8) Best New Korean Find in Korea: Pro-Kanjang Kyejang

This was a tough one. I picked this kyejang place because marinated raw crab isn't something that's easy to get here -- at least not first-rate crab. This crab was meaty, wonderfully garlicky and just salty enough.

I just don't know what people are smoking when they say that LA's Koreatown has better Korean food than in Korea. Something about better quality meat? Seriously, as much as I love Ktown, it has nothing on the OG back in the homeland. I had some incredible Kwangyang bulgoki, sweet potatoes in the eastern coastal region, amazingly fresh fish by the sea and so much more.

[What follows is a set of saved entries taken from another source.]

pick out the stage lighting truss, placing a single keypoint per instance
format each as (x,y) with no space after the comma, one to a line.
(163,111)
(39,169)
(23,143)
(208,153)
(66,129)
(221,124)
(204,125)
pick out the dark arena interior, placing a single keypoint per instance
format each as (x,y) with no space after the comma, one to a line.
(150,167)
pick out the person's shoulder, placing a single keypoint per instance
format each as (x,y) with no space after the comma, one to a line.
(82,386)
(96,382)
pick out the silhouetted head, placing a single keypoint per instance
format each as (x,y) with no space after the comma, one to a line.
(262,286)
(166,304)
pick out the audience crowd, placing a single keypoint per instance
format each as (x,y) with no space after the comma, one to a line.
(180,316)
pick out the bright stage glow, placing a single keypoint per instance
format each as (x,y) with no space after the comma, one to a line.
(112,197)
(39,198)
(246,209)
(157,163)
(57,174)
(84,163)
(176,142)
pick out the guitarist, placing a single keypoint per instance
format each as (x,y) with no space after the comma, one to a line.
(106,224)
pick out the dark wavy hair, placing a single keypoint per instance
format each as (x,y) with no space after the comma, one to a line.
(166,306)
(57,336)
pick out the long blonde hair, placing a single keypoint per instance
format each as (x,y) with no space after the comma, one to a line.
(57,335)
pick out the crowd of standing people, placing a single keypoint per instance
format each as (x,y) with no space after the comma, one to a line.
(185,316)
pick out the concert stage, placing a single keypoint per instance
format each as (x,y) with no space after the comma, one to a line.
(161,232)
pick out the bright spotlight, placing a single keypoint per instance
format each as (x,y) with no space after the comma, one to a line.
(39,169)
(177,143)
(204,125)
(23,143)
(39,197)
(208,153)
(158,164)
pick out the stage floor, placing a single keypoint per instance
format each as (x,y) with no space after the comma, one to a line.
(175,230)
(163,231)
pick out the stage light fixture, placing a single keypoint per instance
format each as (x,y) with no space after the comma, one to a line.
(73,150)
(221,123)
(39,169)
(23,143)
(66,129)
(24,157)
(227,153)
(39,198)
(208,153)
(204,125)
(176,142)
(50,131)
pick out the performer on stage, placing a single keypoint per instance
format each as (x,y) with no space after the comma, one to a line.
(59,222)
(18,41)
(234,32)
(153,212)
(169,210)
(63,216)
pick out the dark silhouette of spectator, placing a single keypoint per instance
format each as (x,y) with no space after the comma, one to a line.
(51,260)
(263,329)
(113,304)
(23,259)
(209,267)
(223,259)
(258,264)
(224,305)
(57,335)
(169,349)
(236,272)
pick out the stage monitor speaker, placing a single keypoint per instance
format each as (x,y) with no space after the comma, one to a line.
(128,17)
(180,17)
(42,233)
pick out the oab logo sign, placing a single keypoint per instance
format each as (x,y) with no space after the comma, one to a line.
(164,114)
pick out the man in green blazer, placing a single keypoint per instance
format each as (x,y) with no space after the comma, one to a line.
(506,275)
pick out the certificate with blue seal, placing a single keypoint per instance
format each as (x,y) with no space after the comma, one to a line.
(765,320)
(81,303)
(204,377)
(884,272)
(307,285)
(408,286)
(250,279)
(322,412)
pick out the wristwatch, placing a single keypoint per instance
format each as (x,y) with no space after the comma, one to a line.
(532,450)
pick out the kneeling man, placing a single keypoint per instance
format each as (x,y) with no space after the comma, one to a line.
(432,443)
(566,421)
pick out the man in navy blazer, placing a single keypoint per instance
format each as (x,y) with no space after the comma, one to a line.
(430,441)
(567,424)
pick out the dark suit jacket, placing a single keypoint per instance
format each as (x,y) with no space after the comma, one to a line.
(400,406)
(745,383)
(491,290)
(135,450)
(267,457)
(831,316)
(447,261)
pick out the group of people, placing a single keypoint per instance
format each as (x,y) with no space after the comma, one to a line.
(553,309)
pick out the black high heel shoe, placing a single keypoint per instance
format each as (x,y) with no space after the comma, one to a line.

Ah, time to go back.

9) Best New Korean Find in Ktown: Don Dae Gam

This outpost of a Korean chain, Park Dae Gam (aka Park's BBQ), that specializes in pork (case in point of my previous entry about Korean food in Korea) serves up fresh pork every way. It's cooked table-side and comes in different cuts. There's the rice fried on the grill at the end and the delicious spicy green onion salad that you can add to your meat wrapped goodness. It's much like Honey Pig but I thought the quality was a tad better. They're almost comparable, I'd say.

10) Most Intrigue-filled Blogger Moments: Starry Kitchen and Shady Offer from Gourmet Sandwich Man

Last but not least, I found it amusing to have an unexpected and extremely lengthy exchange with the owner of Starry Kitchen, which started when I reported extremely rude and inappropriate service from the owner on my second visit after I wrote a negative review. He responded by saying he doesn't know what I look like, and it wasn't rudeness. It was his sense of humor, he insisted. All I have to say is, I'm not the only person who's experienced odd behavior by the owner. But that's ok. I didn't like the food but it seems to be doing well with good reviews so more power to them.

Coincidentally, I got a strange offer from the alleged owner of a gourmet sandwich shop chain that will remain unnamed to serve as his "advisor" and give an honest opinion on his restaurant empire. Laughable, truly. I thought it was weird that he insisted on "having lunch" and showering me with compliments on my reviews. Not surprisingly, after I asked him for details on this "admittedly unusual" arrangement, I never heard from him again. I should out him, but let this be a warning to other food bloggers who write anonymously. When a restaurant owner suddenly asks you to lunch and offers you a job as an advisor, ask for details. If s/he responds and confirms the arrangements in writing, then maybe will it be truly legit. Thanks mj, for your advice!

Nice try Mr. Sandwich. Oh, and in case you're wondering, I don't think much of his sandwich shop. It's plenty popular in the office areas of downtown, but I always found them far too bland. I've never reviewed the shop but I have reviewed another downtown restaurant he owns, which was awful and I made my opinion known.

I can't wait to devour all that 2011 has to offer. Happy 2011, everybody, keep eating well and thanks for reading!